Health Benefits Of A Good Night’s Sleep

Everyone needs a good night’s rest, but a runner cannot do without it. There are three cardinal points in running well; they are training, good nutrition, and good rest. If you tamper with any of these, you may end up not performing as good as you should.

Sleep is not a luxury for the lazy and the weak; it is a necessity for any and every human being. The truth is that your body needs that sleep to re hydrate and to repair damaged and worn out tissues, your health relies heavily on your ability to have an excellent rest. The general rule is that the better your sleep, the healthier you are going to be the next day, and you will reap the health benefits of a good night’s sleep.

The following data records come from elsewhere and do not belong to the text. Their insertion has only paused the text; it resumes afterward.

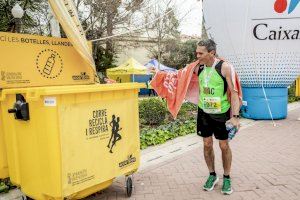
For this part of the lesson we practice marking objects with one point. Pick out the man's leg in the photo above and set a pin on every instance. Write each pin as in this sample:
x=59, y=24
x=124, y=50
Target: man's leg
x=226, y=156
x=210, y=162
x=227, y=159
x=209, y=153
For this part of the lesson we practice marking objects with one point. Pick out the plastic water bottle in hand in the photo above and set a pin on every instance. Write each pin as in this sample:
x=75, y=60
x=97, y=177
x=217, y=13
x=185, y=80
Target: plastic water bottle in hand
x=232, y=130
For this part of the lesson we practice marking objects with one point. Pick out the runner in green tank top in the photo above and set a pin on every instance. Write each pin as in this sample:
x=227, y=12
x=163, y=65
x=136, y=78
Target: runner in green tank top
x=214, y=110
x=212, y=99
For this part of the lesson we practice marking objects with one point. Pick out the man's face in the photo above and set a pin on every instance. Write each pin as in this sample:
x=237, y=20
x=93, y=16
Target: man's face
x=203, y=55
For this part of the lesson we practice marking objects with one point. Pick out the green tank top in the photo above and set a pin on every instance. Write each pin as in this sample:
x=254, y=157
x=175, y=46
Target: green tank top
x=212, y=98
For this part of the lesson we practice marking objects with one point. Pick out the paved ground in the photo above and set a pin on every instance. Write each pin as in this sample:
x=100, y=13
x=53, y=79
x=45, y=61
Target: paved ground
x=266, y=165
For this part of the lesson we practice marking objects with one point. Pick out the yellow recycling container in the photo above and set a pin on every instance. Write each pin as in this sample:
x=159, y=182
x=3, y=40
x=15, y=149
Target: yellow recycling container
x=72, y=140
x=3, y=159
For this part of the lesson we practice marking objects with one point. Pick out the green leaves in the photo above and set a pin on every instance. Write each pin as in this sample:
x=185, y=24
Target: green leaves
x=154, y=136
x=155, y=129
x=152, y=111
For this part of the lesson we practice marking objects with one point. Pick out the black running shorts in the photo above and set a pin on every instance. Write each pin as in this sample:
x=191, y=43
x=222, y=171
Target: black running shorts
x=212, y=124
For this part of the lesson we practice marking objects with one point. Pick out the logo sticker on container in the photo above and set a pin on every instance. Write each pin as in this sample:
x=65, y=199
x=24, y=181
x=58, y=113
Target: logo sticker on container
x=50, y=101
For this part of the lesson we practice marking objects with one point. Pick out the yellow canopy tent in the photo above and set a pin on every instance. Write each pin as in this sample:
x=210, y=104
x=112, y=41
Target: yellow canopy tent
x=125, y=71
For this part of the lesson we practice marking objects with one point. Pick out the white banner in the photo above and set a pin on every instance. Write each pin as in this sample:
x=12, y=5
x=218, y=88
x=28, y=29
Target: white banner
x=261, y=38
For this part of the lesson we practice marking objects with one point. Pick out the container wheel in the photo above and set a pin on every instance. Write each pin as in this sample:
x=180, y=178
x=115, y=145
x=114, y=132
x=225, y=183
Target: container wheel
x=129, y=186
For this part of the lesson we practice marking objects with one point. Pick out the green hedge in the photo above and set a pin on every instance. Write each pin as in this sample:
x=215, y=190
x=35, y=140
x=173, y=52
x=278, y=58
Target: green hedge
x=152, y=136
x=152, y=111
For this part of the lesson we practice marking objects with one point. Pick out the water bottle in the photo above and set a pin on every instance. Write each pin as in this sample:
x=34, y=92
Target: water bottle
x=231, y=130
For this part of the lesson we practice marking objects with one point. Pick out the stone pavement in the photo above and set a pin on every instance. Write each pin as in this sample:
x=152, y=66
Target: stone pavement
x=266, y=165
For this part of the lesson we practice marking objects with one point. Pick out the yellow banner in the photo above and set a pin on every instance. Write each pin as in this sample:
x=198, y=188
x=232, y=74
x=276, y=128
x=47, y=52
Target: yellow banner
x=28, y=60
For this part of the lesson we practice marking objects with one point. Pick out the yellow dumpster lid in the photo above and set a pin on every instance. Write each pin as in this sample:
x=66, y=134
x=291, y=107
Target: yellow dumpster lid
x=52, y=90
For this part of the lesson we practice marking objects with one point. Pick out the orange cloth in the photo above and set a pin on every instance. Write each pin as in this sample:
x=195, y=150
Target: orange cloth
x=184, y=84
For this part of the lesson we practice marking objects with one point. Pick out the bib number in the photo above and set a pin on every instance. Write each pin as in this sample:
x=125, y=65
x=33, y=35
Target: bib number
x=212, y=105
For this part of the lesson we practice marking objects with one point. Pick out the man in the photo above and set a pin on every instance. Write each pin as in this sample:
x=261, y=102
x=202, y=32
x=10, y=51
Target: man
x=214, y=110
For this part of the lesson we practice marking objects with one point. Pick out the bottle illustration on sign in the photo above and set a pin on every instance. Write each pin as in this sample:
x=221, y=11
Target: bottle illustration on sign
x=49, y=64
x=115, y=135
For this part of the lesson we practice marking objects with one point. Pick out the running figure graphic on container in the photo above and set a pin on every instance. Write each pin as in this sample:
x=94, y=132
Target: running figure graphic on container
x=115, y=136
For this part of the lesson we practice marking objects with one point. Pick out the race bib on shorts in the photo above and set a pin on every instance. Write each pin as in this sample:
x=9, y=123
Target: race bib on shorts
x=212, y=105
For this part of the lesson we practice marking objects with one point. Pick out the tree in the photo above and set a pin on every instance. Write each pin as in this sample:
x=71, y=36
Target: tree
x=177, y=54
x=102, y=18
x=165, y=27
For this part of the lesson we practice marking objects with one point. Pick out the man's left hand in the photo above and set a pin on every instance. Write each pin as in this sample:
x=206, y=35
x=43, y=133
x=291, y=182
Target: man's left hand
x=235, y=122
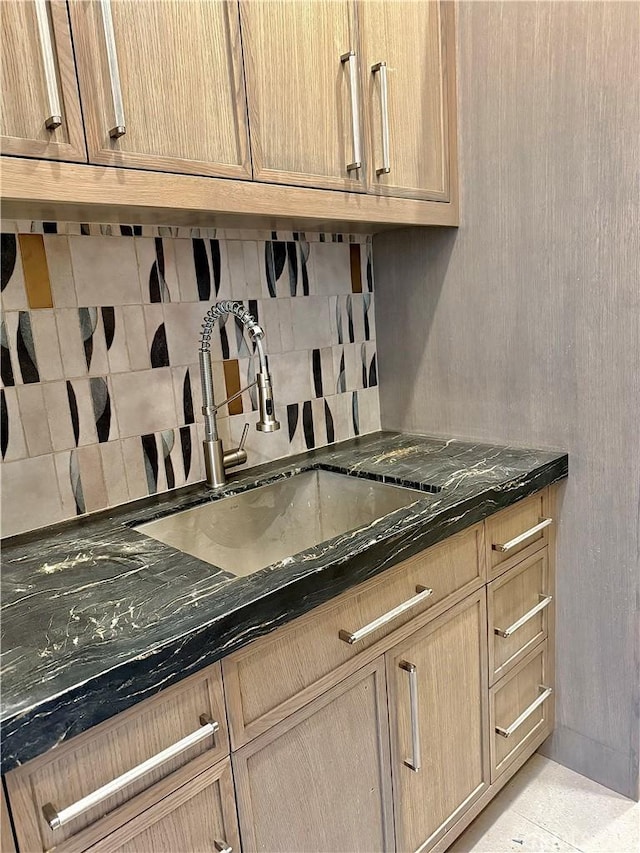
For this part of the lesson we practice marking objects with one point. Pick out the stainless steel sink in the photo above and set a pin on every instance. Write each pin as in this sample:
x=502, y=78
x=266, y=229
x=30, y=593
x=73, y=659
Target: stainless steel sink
x=249, y=531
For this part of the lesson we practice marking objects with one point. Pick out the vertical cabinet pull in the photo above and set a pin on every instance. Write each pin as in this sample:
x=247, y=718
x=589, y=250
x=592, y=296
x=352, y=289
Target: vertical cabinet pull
x=350, y=57
x=381, y=68
x=54, y=117
x=414, y=763
x=119, y=128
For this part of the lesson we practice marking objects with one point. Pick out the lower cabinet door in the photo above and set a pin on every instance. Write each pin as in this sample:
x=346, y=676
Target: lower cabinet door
x=198, y=817
x=321, y=779
x=438, y=708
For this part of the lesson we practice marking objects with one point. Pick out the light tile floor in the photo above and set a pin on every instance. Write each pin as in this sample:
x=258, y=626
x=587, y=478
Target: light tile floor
x=545, y=808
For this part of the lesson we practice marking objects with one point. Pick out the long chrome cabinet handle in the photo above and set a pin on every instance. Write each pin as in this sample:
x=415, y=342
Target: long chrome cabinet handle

Why a good night’s sleep is so important to us and for our running

• Re hydration of the body tissues

The period of rest allows for better re hydration of the tissues, and every athlete needs that almost more than everyone else. The way we use our muscles when we run makes them get easily dehydrated, and the fact that you drink water doesn’t mean that your tissues are alright. You need that period when you are not moving the muscles. Re hydration is also very important because it helps to completely remove the traces of pyruvic and lactic acids that build up in the tissues as a result of exertion over a period. If you do not re hydrate well, you risk a build up and eventual breakdown of those tissues.

• Full recovery from injuries and strains

Your muscles need to be completely at rest for them to fully recover from the effect of long hours of training and running and sleep is the best time to get that much-needed stillness.

• Replacement of worn tissues and formation of new cells

The best time to get new tissues and to replace the worn-out ones is when you get to sleep. When you are at rest, it is easier for your body cells to be replaced, especially the cells of the muscular tissues that are used for running. A good night’s sleep is one of the best ways for you to stay healthy enough to run for as long as you need to.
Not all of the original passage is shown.